The latest death — the first of a protester since August 31 — brings to 118 the number of demonstrators killed over the past year, according to the Central Committee of Sudan Doctors.
The demonstrator was killed "by a bullet fired by the security forces," the committee said.
Tuesday marks one year since the October 25 coup led by army chief Abdel Fattah al-Burhan, a year marked by near-weekly anti-coup rallies and a crackdown on protests by the authorities.
The coup upended a transition to civilian rule that was launched after the 2019 ouster of strongman Omar al-Bashir, who ruled the northeast African country for three decades.
In July, Burhan pledged in a televised address to step aside and make way for Sudanese factions to agree on a civilian government.
However, civilian leaders dismissed his move as a "ruse."
Pro-democracy protesters have since held fast to their rallying cry of "no negotiation, no partnership" with the military, and have pledged a show of force for Tuesday's anniversary.

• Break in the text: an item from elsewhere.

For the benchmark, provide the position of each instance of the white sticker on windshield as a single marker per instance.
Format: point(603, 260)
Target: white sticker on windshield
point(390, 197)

On Friday, thousands of people took to city streets across Sudan to demand a return to civilian rule in one of the world's poorest countries as it sinks even further into political and economic crisis.
Despite international mediators trying to get the army and civilian factions to negotiate, no end seems in sight to the impasse.
The economic situation is only getting worse, with three-digit inflation and a third of the country's 45 million people suffering from food shortages.